By notme, at Oct 14, 2010 22:30 PM
Right now, Democrats are the problem. That's what no one wants to admit.
And, I've been hearing this change the Democrats from within patter for at least 15 years now. How's that been working for you? The PDA was a response to Nader's campaign in 2000. The idea was to reform the Democrats from within.
Is ten years of trying this long enough to admit that this has failed? The Democratic wing of the Democratic party is weaker today than it was in Wellstone's time.
The problem is the Democratic party is not democratic. Its ruled from the top. You can pass all the local and state resolutions you want, and no one at the top cares. And if you try to challenge the Democrats in the primaries, you are playing in a rigged game where the bosses of the Democratic party control the rules and the money and where Obama will fly into town personally to help defeat the progressive candidate.
As an independent party in a general election, the left gets two advantages. The rules are set by law, not by rule of Democratic party officials. And, usually the Republicans have an interest in trying to keep the Democrats from shafting a left opposition party, so there's some parts of the system willing to be on our side. As opposed to within the Democratic party where the Democratic party alone sets the rules.
The second advantage is that in an election with more than two parties, the left can gain considerable political power with smaller support. If the left is enough to be a swing vote, then it can sudddenly have political power as a minority that it can never have as the minority within the Democratic party playing a rigged game. That might not lead to an election victory, but maybe we could get something like Instant runoff voting by playing that political power at the right time. Would Obama give us a reform like that to stay President after 2012?

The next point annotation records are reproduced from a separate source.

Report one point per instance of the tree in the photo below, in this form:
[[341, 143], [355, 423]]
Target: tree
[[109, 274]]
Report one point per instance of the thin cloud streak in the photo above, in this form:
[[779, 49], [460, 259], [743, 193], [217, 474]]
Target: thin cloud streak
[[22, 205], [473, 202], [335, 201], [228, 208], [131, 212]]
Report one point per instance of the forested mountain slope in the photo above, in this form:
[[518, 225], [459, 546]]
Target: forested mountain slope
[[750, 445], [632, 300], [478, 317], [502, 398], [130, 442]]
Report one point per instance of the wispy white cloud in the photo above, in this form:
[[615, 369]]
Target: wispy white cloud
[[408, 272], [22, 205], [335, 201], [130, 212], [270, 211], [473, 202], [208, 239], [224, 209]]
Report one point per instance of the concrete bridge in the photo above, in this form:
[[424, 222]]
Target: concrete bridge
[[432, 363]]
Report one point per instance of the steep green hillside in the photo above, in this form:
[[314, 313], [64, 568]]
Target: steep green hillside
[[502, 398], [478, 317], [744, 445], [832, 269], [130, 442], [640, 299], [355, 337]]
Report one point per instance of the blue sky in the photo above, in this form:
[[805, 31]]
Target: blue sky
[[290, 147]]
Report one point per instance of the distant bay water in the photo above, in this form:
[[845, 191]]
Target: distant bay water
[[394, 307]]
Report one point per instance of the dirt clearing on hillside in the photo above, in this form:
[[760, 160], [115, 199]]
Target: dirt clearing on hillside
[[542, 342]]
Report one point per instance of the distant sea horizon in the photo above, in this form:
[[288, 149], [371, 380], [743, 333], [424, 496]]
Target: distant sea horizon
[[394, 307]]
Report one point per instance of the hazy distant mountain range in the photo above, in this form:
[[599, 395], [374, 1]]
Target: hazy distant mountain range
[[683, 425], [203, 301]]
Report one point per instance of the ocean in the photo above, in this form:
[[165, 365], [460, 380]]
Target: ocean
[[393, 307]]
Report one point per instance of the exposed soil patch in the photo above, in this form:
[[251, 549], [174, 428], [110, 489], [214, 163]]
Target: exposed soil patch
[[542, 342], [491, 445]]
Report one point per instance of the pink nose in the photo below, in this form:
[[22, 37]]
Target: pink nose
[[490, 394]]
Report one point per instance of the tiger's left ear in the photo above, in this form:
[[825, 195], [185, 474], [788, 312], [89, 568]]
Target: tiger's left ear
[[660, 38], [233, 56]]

If PDA was the answer, then we'd know it already. This hasn't worked. In fact, its been extremely harmful. The end result is that we now have a large portion of the left political movement stuck within a pro-war, pro-corporate Democratic party that's not democratic and which won't allow change from within.
The end result of 10 years worth of progressives trying to work for the Democrats is that a lot of anti-war and anti-wall-street voters are about to go back into the voting booths and vote for pro-war, pro-wall street Democrats. This makes no sense. Electing pro-war politicians to end a war is obviously not going to work. Electing poltiicians with pockets full of wal street money to reform wall street is clearly not going to work. And not a single Democrat seems to be talking about reforming our elections or getting money out of our elections. Not when they are in power and have their hands out.
This is the result of a decade of the PDA trying to reform the Democrats from within? If that's the case, then surely its time to try something else. If there's a 100,000 people organized in the PDA, then that's a force that should be far more effective than what we've seen. The problem is that they are hamstrung by trying to work within an undemocratic pro-corporate party.